Supe de una mujer de mi cuadra. Solía andar bien vestida, como lista para una reunión o, quizás, una cita. Cada vez que yo pasaba a su lado, cada día, notaba en ella cierta inquietud. Yo no la conocía, aunque el verla a diario unos metros antes de llegar a mi casa la hacían parte de alguna parte de mi vida.
Una tarde, el semáforo me retuvo de pie en la esquina de esa calle rota. Era verano, y el calor se me pegaba al cuerpo. Detenida en ese tiempo que pende de un cambio de color, me deshacía pensando en lo que aún no había hecho. Una frenada de un auto blanco me arrancó de mi sopor, y la vi que me miraba. Inmediatamente, esquivé sus ojos evitando que pasara a más. Me aturdía su constancia incomprensible en estarse allí. La mujer dio dos pasos hacia mí. Yo, que la advertía, no hacía más que fingirme una tranquilidad inventada. El color verde redimió mi angustia, y apuré mi marcha para cruzar la calle y alejarme ya de allí y de ella.
Supe de una mujer de mi cuadra. Solía andar bien vestida, como salida de una reunión o, quizás, llegando de una cita. Cada vez que ella pasaba a mi lado, cada día, notaba en ella cierta inquietud. No quería verme. Su impostora extrañeza, su actuado desconocimiento no lograban engañarme.
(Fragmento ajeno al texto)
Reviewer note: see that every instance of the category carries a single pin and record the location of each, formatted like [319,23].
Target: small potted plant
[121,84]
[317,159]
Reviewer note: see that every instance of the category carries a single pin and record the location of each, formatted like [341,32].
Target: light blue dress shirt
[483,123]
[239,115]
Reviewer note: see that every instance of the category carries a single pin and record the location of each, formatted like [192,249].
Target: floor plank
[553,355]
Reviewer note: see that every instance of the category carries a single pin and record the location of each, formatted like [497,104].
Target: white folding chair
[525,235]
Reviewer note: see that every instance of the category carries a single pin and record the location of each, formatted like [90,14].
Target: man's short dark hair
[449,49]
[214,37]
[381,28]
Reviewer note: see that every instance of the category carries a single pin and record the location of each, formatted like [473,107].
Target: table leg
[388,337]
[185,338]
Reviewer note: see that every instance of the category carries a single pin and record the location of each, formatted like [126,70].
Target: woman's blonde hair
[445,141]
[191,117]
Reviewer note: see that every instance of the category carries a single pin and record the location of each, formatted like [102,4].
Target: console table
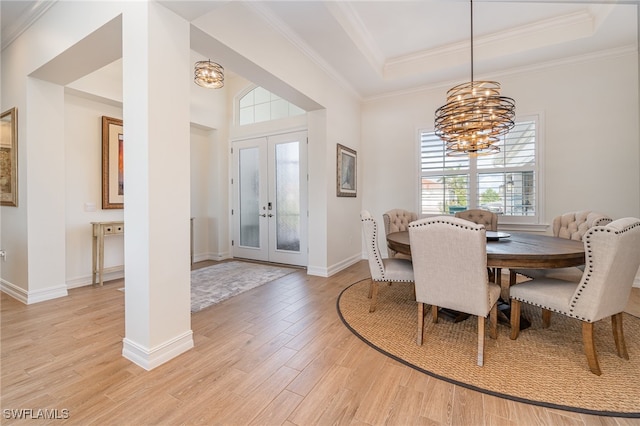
[101,230]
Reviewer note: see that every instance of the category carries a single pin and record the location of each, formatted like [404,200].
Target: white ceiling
[377,47]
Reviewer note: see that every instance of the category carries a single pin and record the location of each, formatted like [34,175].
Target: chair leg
[618,335]
[420,322]
[515,318]
[546,318]
[480,341]
[590,347]
[374,296]
[493,322]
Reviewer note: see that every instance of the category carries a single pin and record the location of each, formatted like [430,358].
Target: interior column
[156,79]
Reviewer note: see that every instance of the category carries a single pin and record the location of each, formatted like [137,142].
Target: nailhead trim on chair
[375,250]
[373,245]
[447,223]
[588,270]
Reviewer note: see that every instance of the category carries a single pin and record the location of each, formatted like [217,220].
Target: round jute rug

Una tarde de verano, de esas que te lastiman los pies de tanto caminar, la vi en la esquina de mi cuadra. Iba como apurada aunque no podía correrse de allí hasta que el semáforo cambie. Sentía el temblar de su cuerpo, y sin vacilar, me acerqué unos pasos. Su corazón palpitaba en mi piel. Dibujé una caricia imaginada, y antes que pudiera hablarle, se escapó.
Cada tarde de todo lo tarde que se acumula, la veo pasar. Nos vemos. Ella intenta ignorarme. Y yo sólo puedo estarme ahí, inevitablemente constante, y lista para cuando quiera escucharme.